Wednesday, August 18, 2010
Review - Salt
The advertising campaign for Salt has repeatedly asked a single question: Who is Salt? Well, depending on who you believe, Evelyn Salt is a highly trained but otherwise ordinary CIA operative or an undercover Russian spy planning to commit a political assassination (or both). Similarly, depending on who you ask, Phillip Noyce's film is a silly and clichéd piece of nonsense or a beautifully made and generally riveting thriller (or both!). In judging the film, I tend to slide towards the positive camp, even if I can see the picture's glaring flaws. As soon as the film had finished I began to analyse the plot in my head, and it immediately fell to pieces as I questioned the motives and decisions made by the characters, and some of the twists concocted by screenwriter Kurt Wimmer. But all of that took place after the movie, and for every one of Salt's pleasingly efficient 100 minutes, I was gripped.
Salt succeeds because it doesn't allow its propulsive momentum to slacken. The plot kicks into gear early on, with Evelyn Salt (played by Angelina Jolie) being identified as a Russian spy by the KGB defector (Daniel Olbrychski) she is interrogating. Her colleague Ted Winter (Liev Schreiber) doesn't believe a word of it, but Counterintelligence agent Peabody (Chiwetel Ejiofor) wants to do things by the book and hold her for questioning – some chance. As soon as Salt's identity becomes the subject of debate, she's out of there, fashioning a handy explosive device, MacGyver-style, and breaking past the SWAT team sent to take her down with consummate ease. She races into the street with Winter and Peabody in pursuit and her motives unclear. Is she planning to kill the visiting Russian President, or is she just a desperate woman out to clear her name?

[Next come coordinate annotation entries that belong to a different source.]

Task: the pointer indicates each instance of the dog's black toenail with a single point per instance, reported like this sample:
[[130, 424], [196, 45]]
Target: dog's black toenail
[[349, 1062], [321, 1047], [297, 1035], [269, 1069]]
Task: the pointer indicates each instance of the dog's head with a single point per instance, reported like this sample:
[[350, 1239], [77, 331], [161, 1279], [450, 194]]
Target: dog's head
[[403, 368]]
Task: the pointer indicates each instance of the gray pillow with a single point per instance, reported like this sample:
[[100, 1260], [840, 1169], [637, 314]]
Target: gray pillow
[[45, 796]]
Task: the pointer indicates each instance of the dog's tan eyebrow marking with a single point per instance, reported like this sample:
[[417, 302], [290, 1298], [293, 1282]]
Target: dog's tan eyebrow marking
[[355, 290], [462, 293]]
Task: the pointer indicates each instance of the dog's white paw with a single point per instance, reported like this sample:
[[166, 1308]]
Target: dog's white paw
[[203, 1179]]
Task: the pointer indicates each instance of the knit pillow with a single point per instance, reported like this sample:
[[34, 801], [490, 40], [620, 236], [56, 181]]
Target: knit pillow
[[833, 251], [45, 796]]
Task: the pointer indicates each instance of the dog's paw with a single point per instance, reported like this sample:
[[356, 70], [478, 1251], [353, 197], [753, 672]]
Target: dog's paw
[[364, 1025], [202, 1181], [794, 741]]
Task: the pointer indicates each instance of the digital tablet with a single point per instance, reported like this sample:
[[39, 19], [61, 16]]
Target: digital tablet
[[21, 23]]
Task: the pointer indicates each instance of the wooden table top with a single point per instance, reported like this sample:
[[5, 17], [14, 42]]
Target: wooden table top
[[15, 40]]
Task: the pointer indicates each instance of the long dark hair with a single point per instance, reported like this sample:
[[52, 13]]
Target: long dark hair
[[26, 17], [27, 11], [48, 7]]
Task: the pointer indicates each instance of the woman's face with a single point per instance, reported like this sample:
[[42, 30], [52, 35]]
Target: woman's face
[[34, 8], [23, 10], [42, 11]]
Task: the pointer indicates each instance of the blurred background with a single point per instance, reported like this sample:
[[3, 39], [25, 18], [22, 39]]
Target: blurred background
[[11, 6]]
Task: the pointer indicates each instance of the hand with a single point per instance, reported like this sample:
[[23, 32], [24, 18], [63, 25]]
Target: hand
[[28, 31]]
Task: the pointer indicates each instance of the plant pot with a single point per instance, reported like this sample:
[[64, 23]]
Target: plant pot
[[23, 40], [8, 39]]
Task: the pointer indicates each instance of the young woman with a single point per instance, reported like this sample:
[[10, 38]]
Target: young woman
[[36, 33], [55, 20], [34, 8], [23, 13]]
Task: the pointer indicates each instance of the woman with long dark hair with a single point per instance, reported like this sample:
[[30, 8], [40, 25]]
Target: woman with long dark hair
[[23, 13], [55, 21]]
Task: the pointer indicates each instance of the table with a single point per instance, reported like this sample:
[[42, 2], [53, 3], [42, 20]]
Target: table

The obvious antecedent for Salt is the Bourne movies, with this film's protagonist outthinking, outfighting and outrunning her pursuers in a manner that feels very familiar. What distinguishes Salt from those pictures is the measured directorial style of Phillip Noyce, which is the polar opposite to the hectic, rapidly edited handheld approach of Paul Greengrass. With two Jack Ryan adaptations under his belt, Noyce is an old hand at this kind of political thriller, and with Salt he keeps the action coherent and slick while maintaining a lively tempo. Aided by fine camerawork from the ever-excellent Robert Elswit and James Newton Howard's imposing (and undeniably Bourne-like) score, Noyce stages some superb, fluid action sequences here. The long motorway chase scene is pulled off with real panache, as is a late assault on a less-than-secure White House bunker, but Noyce's wisest filmmaking choice is to recognise that his greatest asset is his leading lady.
This is a great movie star performance from Angelina Jolie. Salt was conceived as a vehicle for Tom Cruise, but when he pulled out, the decision to rewrite the lead character and give it to Jolie was a masterstroke. While utterly convincing as a woman who can go toe-to-toe with any male antagonist and win, she also brings a gracefulness and vulnerability to the role that freshens up the potentially mundane plot. Noyce frames her like a star, frequently resting his camera on her face to let her play the character's ambiguity, and she responds with a magnetic central performance driven by her extraordinary screen charisma. Salt may be built around a narrative that feels like it has been ripped out of an early-90's thriller (Russians! Double agents! Nuclear war!), but Noyce ensures it never skips a beat, and Jolie's presence is enough to make it seem like something excitingly new.